What struck me first was how different the three Psalm settings are. Psalm 24, scored for chorus, brass, timpani, organ and harp, is short and fanfare-like, with the use of parallel fifths giving the music a quasi-medieval feel. A solo tenor is highlighted in the languid middle section which forms a beautiful contrast to the outer sections. The coda works to a powerful climax with the women's voices finally coming to prominence. Psalm 129 also brings the men's voices to the fore, particularly the baritones, whose upward-arching lines give the music great expressive impact. Here we discover how sophisticated Lili's sense of harmony is; chords made up of fourths and fifths predominate but the harmonic movement in this music is always sure and strong, one of its most satisfying features.
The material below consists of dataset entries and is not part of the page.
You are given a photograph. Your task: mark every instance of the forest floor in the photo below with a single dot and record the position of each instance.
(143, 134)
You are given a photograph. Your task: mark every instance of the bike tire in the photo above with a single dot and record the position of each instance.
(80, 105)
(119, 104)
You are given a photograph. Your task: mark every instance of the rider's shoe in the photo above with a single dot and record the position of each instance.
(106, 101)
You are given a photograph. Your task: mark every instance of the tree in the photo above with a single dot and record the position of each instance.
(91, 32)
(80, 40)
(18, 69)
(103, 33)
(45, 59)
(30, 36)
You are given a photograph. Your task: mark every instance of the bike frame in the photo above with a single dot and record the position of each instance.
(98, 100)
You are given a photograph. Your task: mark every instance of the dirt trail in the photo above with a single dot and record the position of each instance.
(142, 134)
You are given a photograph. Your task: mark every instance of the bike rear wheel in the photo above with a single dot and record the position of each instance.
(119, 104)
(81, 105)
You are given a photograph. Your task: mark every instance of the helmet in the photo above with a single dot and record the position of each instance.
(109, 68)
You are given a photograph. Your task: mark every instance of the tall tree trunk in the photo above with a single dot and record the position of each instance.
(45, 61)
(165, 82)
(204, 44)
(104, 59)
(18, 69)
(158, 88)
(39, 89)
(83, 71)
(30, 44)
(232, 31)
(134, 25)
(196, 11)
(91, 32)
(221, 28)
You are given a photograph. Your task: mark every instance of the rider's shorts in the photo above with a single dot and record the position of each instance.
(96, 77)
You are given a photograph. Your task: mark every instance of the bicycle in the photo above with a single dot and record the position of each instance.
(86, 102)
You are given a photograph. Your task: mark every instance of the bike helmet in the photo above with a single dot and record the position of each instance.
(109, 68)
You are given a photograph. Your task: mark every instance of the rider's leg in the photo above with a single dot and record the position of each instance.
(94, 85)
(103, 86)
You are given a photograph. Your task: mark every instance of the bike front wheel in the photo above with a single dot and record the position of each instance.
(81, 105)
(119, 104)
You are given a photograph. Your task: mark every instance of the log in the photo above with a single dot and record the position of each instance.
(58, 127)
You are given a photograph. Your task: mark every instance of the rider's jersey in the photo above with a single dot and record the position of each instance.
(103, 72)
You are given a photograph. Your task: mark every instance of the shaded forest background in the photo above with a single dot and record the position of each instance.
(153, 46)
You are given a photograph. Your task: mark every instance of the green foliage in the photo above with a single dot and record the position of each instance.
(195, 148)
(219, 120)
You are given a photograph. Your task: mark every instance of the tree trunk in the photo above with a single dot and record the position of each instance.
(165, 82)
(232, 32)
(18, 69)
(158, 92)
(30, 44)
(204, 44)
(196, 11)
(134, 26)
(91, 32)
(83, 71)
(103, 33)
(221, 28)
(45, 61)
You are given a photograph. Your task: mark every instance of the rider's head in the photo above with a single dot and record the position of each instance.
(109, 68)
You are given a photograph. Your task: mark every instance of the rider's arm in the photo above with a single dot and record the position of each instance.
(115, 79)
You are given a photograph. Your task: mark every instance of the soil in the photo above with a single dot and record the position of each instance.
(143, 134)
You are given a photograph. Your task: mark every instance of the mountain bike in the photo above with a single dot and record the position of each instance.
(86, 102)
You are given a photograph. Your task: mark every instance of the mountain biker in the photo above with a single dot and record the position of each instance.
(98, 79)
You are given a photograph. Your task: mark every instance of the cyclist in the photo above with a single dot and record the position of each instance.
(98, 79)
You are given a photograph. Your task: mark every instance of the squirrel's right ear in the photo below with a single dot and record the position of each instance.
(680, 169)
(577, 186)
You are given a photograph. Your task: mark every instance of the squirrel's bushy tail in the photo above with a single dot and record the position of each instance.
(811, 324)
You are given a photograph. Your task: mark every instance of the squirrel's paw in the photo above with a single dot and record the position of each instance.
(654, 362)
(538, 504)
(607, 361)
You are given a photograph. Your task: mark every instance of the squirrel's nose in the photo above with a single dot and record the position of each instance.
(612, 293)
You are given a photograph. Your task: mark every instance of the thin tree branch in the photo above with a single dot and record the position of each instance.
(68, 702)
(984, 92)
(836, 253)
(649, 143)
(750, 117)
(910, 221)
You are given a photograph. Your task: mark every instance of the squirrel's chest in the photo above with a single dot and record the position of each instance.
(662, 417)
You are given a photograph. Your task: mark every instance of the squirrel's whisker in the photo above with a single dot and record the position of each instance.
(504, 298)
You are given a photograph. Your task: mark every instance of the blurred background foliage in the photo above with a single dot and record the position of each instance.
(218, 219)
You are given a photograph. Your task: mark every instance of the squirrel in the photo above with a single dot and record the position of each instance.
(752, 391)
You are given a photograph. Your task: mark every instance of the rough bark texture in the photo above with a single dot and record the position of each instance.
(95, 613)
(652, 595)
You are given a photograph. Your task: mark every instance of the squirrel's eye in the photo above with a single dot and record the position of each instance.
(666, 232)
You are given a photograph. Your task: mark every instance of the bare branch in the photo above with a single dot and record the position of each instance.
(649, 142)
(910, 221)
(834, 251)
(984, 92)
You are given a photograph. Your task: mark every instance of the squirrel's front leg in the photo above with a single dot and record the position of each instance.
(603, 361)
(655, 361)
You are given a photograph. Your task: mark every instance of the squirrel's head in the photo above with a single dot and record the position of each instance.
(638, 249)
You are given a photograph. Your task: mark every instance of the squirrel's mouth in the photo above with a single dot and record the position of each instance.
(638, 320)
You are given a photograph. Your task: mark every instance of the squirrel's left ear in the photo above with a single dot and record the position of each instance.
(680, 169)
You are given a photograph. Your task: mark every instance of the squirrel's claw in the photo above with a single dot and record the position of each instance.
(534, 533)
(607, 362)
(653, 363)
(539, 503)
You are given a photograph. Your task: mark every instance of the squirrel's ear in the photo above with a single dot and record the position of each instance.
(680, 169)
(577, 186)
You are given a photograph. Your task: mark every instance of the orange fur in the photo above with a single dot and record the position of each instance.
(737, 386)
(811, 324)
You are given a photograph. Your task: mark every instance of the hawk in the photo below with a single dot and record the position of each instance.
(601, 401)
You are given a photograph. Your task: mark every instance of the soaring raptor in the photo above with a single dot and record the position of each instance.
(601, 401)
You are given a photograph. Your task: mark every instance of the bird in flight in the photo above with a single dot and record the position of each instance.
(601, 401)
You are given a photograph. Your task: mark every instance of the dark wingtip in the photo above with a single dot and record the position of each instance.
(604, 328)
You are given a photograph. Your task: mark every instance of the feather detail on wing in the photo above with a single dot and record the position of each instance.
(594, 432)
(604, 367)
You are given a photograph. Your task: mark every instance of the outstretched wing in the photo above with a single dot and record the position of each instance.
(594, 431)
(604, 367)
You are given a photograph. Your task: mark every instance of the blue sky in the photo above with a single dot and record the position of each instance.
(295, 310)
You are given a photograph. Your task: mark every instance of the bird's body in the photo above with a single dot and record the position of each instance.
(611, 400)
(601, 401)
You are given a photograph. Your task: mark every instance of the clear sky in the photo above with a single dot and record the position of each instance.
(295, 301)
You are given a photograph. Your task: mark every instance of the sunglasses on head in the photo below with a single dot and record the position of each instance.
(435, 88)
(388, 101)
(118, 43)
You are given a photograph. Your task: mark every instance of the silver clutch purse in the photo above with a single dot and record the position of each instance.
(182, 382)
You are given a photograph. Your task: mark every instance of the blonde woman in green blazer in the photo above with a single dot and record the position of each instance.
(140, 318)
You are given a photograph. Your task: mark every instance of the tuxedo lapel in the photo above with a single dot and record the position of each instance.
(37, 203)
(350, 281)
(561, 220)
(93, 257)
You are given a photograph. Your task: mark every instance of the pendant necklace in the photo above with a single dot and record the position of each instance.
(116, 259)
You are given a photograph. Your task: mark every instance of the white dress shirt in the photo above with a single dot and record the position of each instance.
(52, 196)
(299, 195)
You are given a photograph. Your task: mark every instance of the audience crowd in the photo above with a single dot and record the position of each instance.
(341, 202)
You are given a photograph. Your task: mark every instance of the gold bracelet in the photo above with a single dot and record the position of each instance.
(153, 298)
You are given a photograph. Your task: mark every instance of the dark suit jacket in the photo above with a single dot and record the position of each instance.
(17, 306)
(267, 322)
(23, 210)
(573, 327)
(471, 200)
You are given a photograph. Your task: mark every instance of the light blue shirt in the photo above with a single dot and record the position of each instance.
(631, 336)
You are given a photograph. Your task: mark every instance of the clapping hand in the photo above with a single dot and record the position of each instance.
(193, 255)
The coda of this Psalm is especially beautiful, with once again, the women's voices entering for the first time but here in wordless vocalise, creating a gentle halo of sound.
Psalm 130 is by far the longest of the three. That this music was written by a 23 year old is astonishing; it seems to describe a whole life experience. There is an amazing passage for the violins not far from the start that sounds as if it were modelled on the Prelude to Act III of Tristan, but making comparisons to other composers is really not useful in describing this music- there is so much originality in it. The climaxes, involving the full weight of the orchestra, are riveting, the gradual movevment towards acceptance and light as satisyingly worked out as say, one of Bruckner's slow movements.
For me this music is a revelation and I hope this disc does something to bring it wider audience. And I can't imagine more persuasive performances of these scores than John Eliot Gardiner's.